高齢者の場合、介護保険による訪問看護と医療保険による医師の訪問診療を組み合わせることで、よりきめ細かい治療が可能となります。将来訪問看護の役割が見直され、一般の方で、入院しか選択肢がなかった疾患でも在宅で治療ができるようになればより充実した時間が得られるのではないかと考えております。

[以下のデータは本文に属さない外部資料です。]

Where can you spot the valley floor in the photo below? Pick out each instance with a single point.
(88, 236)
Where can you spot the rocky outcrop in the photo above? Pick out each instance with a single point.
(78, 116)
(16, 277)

一般的に、医師の定期巡回診療は2週間に一度で、24時間緊急対応をする場合、6千円ほどの自己負担が発生します。医療費の上限が在宅の場合月に1万2千円で、症状により医師が何度も診療した場合でも、自己負担1割の方の場合、自己負担は1万2千円です。介護保険によるサービスに対する料金は、サービスの量に依存しますが、訪問看護は通常1−2週間に一度で3千円程度、ヘルパー費用、デイサービス・ショートステー費用、介護用品レンタル費用が6千円程度、などの自己負担が発生します。

通院や入院の場合、食費・雑費の他に、タクシー代などの交通費、家族が仕事を休んだりする代価、などを考えておく必要があると思います。

個々の事例により自己負担額は変わりますので、ケアマネージャーや医師・看護師にご相談いただければ、具体的にご説明させていただきます。